Con l'estate ormai nel vivo e le temperature che continuano a salire 🌡️, c'è un'agevolazione fiscale che in pochissimi conoscono e che può aiutarti a rendere la tua casa più fresca... risparmiando sulle tasse. Parliamo del Bonus Tende da Sole 2026, una detrazione che arriva fino al 50% delle spese sostenute per schermature solari e chiusure oscuranti.
Se stai pensando di installare tende da sole, pergole bioclimatiche o zanzariere tecniche, questo articolo fa per te. 👇
🤔 Cos'è esattamente questo bonus?
Il Bonus Tende da Sole fa parte dell'Ecobonus, il pacchetto di agevolazioni fiscali pensate per l'efficientamento energetico degli edifici.
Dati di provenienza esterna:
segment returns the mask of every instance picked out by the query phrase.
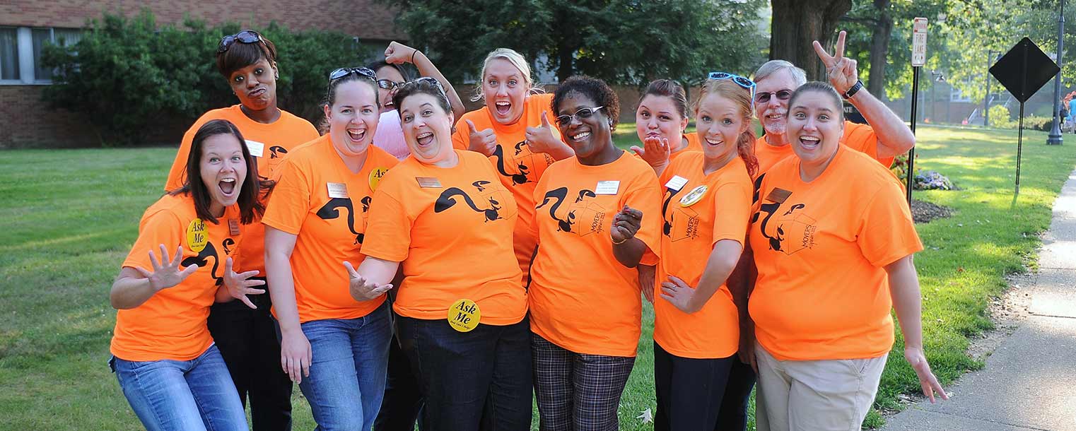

In pratica, lo Stato ti aiuta a pagare l'installazione di schermature solari perché riducono il surriscaldamento della casa d'estate, abbassando i consumi energetici legati al raffrescamento.
La cosa che sorprende molte famiglie è questa: non serve fare una ristrutturazione per accedere al bonus. Puoi installare le tende da sole come intervento indipendente, a patto che rispettino alcuni requisiti tecnici. 🛠️
💰 Quanto si risparmia?
Le aliquote per il 2026 sono differenziate in base al tipo di immobile:
- 🏠 Abitazione principale (dove risiedi con la tua famiglia): detrazione 50%
- 🏘️ Seconde case e altri immobili: detrazione 36%
⚠️ Attenzione alla tempistica: il 2026 è l'ultimo anno con l'aliquota piena al 50% sulla prima casa. Dal 2027 le percentuali scenderanno al 36% (prima casa) e al 30% (altri immobili). Se hai in mente questo intervento, conviene non rimandare troppo.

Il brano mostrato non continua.